EDITORIAL

The Times's complicity


Last week's front page carried a story headlined "Protesters' demand: The New York Times must repudiate Walter Duranty's reporting." It reported that a small but determined group of demonstrators picketed The Times headquarters in New York City in hopes of influencing - or shaming - the newspaper into acknowledging that its star foreign correspondent did not deserve to receive the Pulitzer Prize for 1932.

They called on the publisher of The New York Times to acknowledge that the Pulitzer was given to Duranty in error since his dispatches from the USSR had parroted the official Soviet line instead of offering objective information, and to renounce Duranty's journalistic work because he denied that millions were dying as a result of Famine in Ukraine - even while privately admitting exactly that.

Requesting such action by The Times in regard to one of its own correspondents is certainly not unprecedented.
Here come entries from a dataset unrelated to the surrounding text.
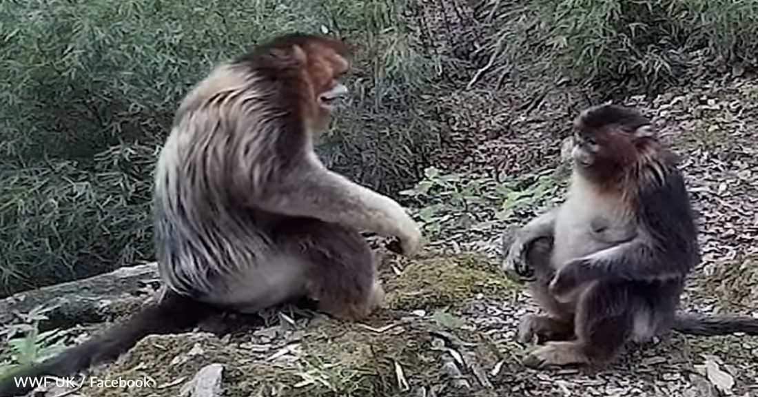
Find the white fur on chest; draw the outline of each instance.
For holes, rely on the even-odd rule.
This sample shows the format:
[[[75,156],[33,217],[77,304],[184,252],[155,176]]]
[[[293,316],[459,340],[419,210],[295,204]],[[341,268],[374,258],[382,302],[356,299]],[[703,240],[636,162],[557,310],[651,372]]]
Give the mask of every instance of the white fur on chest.
[[[601,197],[582,178],[575,177],[556,219],[553,267],[559,269],[572,259],[611,246],[593,237],[592,222],[622,216],[619,208],[619,203]]]

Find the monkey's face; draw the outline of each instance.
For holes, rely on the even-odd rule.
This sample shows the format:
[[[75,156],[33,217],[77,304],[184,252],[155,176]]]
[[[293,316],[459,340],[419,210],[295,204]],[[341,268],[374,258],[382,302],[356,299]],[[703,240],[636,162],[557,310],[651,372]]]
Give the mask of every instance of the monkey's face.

Back in 2003, The Times published a huge article that began on page 1, detailing the fraud perpetrated upon its readers by reporter Jayson Blair, who was responsible for, in the words of The Times, a "chain of falsifications and plagiarism" that appeared in the paper. Publisher Arthur Sulzberger Jr. referred to the case as "a huge black eye" and "an abrogation of the trust between a newspaper and its readers." Mr. Sulzberger, and the executive and managing editors at the time, also reassured the newspaper's staffers: "We are resolved to do all that we can to learn from this tragedy and prevent any similar instances of journalistic fraud in the future."

This year, The New York Times and controversial reporter Judith Miller "agreed to part company" after she was criticized, on the pages of The Times and elsewhere, for inaccurate reporting on the issue of weapons of mass destruction in Iraq - basically parroting the Bush administration position on WMD - and her professional conduct in the wake of the Valerie Plame affair (in which the identity of a CIA operative was revealed by the press). By parting company with her, The Times disavowed Ms. Miller.

And yet, The Times won't budge on Duranty.

The paper's response to the recent demonstration in front of its headquarters, a reaction solicited by this newspaper, was a repeat of its statement from 2004. "The Times has not seen merit in trying to undo history," it stated, while referring to the decision of the Pulitzer Prize board to not revoke Duranty's award.

From where we sit, unless The Times has joined the ranks of Famine deniers, the least The Times could do is publicly acknowledge that Duranty's reporting from the USSR was deeply flawed and that his dispatches concealed a genocide in progress in Ukraine. Of course, if The Times were truly concerned with journalistic principles - and the truth - it could renounce the Pulitzer Prize Duranty was awarded, instead of using the Pulitzer board's inaction as an excuse. (The Times has said it cannot physically return the prize since it is not in its possession.)

As long as The New York Times refuses to "part company" with Duranty, to reveal the facts surrounding Duranty's successful duping of the public, to repudiate his heinous reporting, Duranty's offense will remain a stain on its history and its collective conscience. And The Times will remain complicit in one of history's greatest and most tragic cover-ups - a cover-up that cost 10 million lives.